Sudah sejak lama, gerakan sosial di Indonesia mencoba mengembangkan sayap bisnis dengan harapan bisa menjamin keberlangsungan gerakan sosial dan tidak tergantung dengan lembaga-lembaga donor secara total. Akan tetapi fakta juga membuktikan, upaya ini lebih banyak yang hancur ketimbang yang bisa berkembang. Untuk yang berkembang, pada akhirnya juga menemui ajalnya atau setidak-tidaknya perpecahan yang tajam, karena nalar kapitalisme dalam sayap bisnis yang dikembangkan oleh ORNOP, ternyata tidak hendak tunduk ke dalam nalar gerakan sosial. Demikian, antara lain, gagasan yang berkembang dalam ‘Workshop Ahli Pengembangan Media Center PKBI DIY”, pada 5 April 2008, di Kantor PKBI Badaran, Yogyakarta.
Meskipun sudah banyak kenyataan yang menunjukkan kegagalan, menurut Mukhotib MD, kalau sejak awal diatur sedemikian rupa, terutama sistem manajemen dan organisasinya, gagasan pengembangan sayap bisnis memiliki kemungkinan untuk berkembang. “Seringkali, kita hanya coba-coba, tanpa dilengkapi dengan strategi manajemen dan apalagi perencanaan pasar, sehingga orang yang mati-matian mengembangan sayap bisnis, merasa paling syah menentukan apa saja yang bisa dilakukan oleh unit usaha ini,” kata Mukhotib MD, Direktur Pelaksana Daerah PKBI DIY.
Hairussalim, Redaktur Pelaksana Majalah GONG Yogyakarta, juga sepakat, soal organisasi memang harus mendapatkan perhatian sejak awal. Kehancuran usaha-usaha ini, justru berakar dari ketidakpastian manajemen organisasi. “Presentasi di awal tadi ibaratnya seperti mimpi,” ujarnya.
Perbincangan mengenai bentuk organisasi memang menjadi menarik, karena berkait erat dengan bagaimana mengembangkan media center PKBI DIY kemudian.
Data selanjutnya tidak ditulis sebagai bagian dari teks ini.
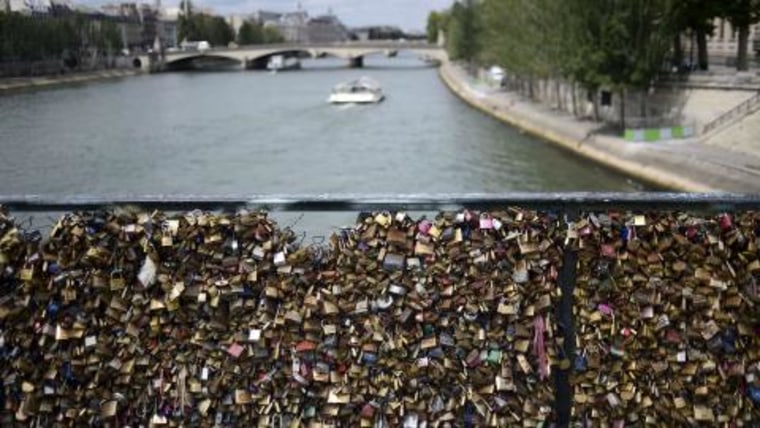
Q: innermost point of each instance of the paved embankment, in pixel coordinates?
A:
(685, 165)
(22, 83)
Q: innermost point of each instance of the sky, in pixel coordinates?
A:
(410, 15)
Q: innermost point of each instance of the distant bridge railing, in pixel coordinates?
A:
(562, 202)
(304, 46)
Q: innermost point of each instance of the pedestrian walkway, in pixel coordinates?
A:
(687, 165)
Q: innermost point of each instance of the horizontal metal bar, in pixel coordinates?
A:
(412, 202)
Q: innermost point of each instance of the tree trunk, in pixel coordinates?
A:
(622, 109)
(677, 51)
(742, 60)
(643, 106)
(575, 100)
(595, 98)
(691, 51)
(702, 49)
(530, 88)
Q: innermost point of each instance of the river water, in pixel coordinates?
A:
(260, 133)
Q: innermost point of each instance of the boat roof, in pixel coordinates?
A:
(363, 82)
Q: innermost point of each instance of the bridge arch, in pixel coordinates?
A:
(201, 61)
(257, 56)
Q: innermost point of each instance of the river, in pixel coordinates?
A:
(256, 132)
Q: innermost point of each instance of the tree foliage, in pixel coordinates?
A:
(202, 27)
(436, 22)
(742, 14)
(253, 33)
(29, 38)
(464, 31)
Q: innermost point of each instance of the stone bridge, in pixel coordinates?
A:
(257, 56)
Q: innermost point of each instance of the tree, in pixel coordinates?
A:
(463, 31)
(273, 35)
(433, 26)
(742, 14)
(695, 16)
(220, 33)
(250, 33)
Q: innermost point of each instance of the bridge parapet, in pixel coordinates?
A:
(350, 50)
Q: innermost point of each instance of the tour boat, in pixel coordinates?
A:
(361, 91)
(281, 63)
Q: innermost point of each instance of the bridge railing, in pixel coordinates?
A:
(567, 205)
(301, 46)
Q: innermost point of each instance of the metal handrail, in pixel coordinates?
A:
(744, 107)
(575, 201)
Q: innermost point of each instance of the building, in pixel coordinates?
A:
(326, 29)
(169, 33)
(141, 24)
(378, 33)
(298, 27)
(725, 39)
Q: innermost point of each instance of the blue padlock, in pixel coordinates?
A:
(754, 393)
(53, 308)
(581, 364)
(469, 416)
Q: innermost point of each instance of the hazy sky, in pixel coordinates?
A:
(407, 14)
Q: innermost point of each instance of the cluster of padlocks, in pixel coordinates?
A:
(128, 318)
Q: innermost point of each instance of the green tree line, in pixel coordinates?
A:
(28, 38)
(477, 28)
(253, 33)
(193, 26)
(618, 45)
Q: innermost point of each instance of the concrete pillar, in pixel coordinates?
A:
(357, 62)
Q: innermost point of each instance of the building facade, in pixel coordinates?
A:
(725, 39)
(298, 27)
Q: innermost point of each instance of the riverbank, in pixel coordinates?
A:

Hairussalim menawarkan bentuk organisasi yang terpisah dengan PKBI DIY, tetapi posisinya tetap di bawah PKBI DIY. Dalam bahasa Imam Prakoso, Direktur Community-Based Information Resources Institution (CRI) Yogyakarta, bisa berbentuk Production House (PH). Dengan model seperti ini, menurut Imam Prakoso, bisa dikembangkan berbagai model dalam pengelolaannya. “Bisa dalam bentuk kerja sama untuk dalam proses produksinya,” katanya.
Sementara itu, Nasrun, dari Family Health International (FHI), dalam pemaparannya, mengungkapkan, jika PKBI DIY mau masuk ke dalam bisnis internet, menurutnya masih sangat terbuka luas. peluang-peluang itu sangat banyak, hanya tinggal bagaimana melakukan kreativitas, karena pasar cukup banyak. “Saat ini, di Indonesia baru 27 juta orang yang mengakses internet. Ini hanya sekian persen dari penduduk Indonesia,” katanya yakin.
Melalui web yang baik, tidak saja bisa menawarkan produk dan jasa yang disediakan PKBI DIY, tetapi juga bisa menarik iklan dari pihak ketiga. Peluang iklan cukup banyak dimungkinkan untuk dikembangkan. Tampaknya bisnis melalui internet menjadi menarik. Apalagi jika dibandingkan dengan radio, sebagaimana ditengarai oleh Imam Prakoso, sangat kecil sekali sumber dayanya. “Kue iklan untuk radio sangat kecil. Yang bisa besar saat ini adalah radio bersifat jaringan, sehingga yang mencari iklan itu kantor yang di Jakarta,” lanjuta Imam Prakoso.